March 05, 2005

Bitch. Ph.D.: Spoiled students, part 3; or, what kind of student was I?

Dr. B writes about her childhood education, and then reflects:

This is one reason I want to get pseudonymous kid the hell away from whitebread smalltownia: his mom is a college professor, he's not going to have to worry about academics. What is going to be hard for him if we don't get out of here is to expand his brain beyond middle-class suburbanism. But the point isn't, 'god I hate the suburbs' (though I do): the point, educationally speaking, is that in some ways one of the things I took away from my elementary ed. was that, in the name of protecting their kids, middle-class parents seriously limit their childrens' education. The education I got was far superior to the education the honors kids--or the white flight kids whose parents moved to a different school district--received. What those kids learned, I got from books and at home. What I learned, they couldn't learn from books, or at home in their safe suburban families. Maybe some of them learned a bit of it later; I hope so. The problem, of course, is that when those kids don't learn those things, they grow up to weild power and miseducate their own children and continue to shit on the children of the underclasses. I don't want my kid to grow up to think like that, nor do I want him to grow up with the equally horrible (maybe in some ways even worse) sense of safe middle-class liberalism that the honors kids whose parents kept them in public school had, a liberalism that operates without a real understanding of the issues at hand and is still, underneath, scared and scornful of the people it tries to 'help' without in any way actually thinking about the power structure.

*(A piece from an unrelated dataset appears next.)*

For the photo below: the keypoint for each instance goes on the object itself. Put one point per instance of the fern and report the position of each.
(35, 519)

I have one small, impersonal comment on this, and then I'll go into a larger, more personal one.

The small comment is that the last sentence reminds me of Nietzsche's critique of a sort of patronizing liberalism and Christian charity. Nietzsche argued that these attitudes towards the 'lower' classes stemmed from a feeling he called ressentiment: anger, jealousy, and resentment.

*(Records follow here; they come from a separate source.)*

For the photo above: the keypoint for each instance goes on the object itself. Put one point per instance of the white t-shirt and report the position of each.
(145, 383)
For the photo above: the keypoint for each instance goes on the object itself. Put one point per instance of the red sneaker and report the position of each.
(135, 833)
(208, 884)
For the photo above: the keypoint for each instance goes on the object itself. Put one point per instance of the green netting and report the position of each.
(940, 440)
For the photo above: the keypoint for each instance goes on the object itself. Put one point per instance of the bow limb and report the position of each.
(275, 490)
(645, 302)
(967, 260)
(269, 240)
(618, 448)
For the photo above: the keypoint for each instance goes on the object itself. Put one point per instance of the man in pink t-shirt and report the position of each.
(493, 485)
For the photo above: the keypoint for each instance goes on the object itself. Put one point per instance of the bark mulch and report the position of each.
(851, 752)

The larger comment is that, particularly in Bush's America, the ideology of the suburbs is just as much condescending conservatism as condescending liberalism. This is actually the ideology I was surrounded by growing up in rural Northern California: throughout the community, almost nothing but contempt is shown for the small non-white population of the county, for gay people, for liberals and 'socialists', and for 'flatlanders', a term which describes the tourists who come up to the mountains from San Francisco and the Central Valley (and whose wallets bring in the cash which keeps the economy afloat there, I might add). The local paper, 'The oldest continuously published paper west of the Mississippi', publishes syndicated neo-con Charles Krauthammer's calls to invade Iran and Syria and letters to the editor which forecast the doom which will befall our bastion of decent living if, say, the 'communist-socialist plot' to put carpool lanes on a busy stretch of the major highway is implemented, or Wal*Mart isn't given the tax breaks and exemptions from road development requirements it 'needs'.

I think the only reason I didn't turn out a raging movement conservative Christian like so many of the people I went to high school with was my parents. While I'm far to the left of both of them today, they -- and especially my mom -- offered a moderate-liberal counterbalance to all the bigotry and lower-middle-class sneering that surrounded me. The church we attended until I was in junior high is by far the most liberal in the county.

If I had to choose between the condescending liberal East Bay suburb where my dad lives and the condescending conservative community where my mom lives and I grew up, I really don't know which way I would go. I don't think I could stand the people in either place.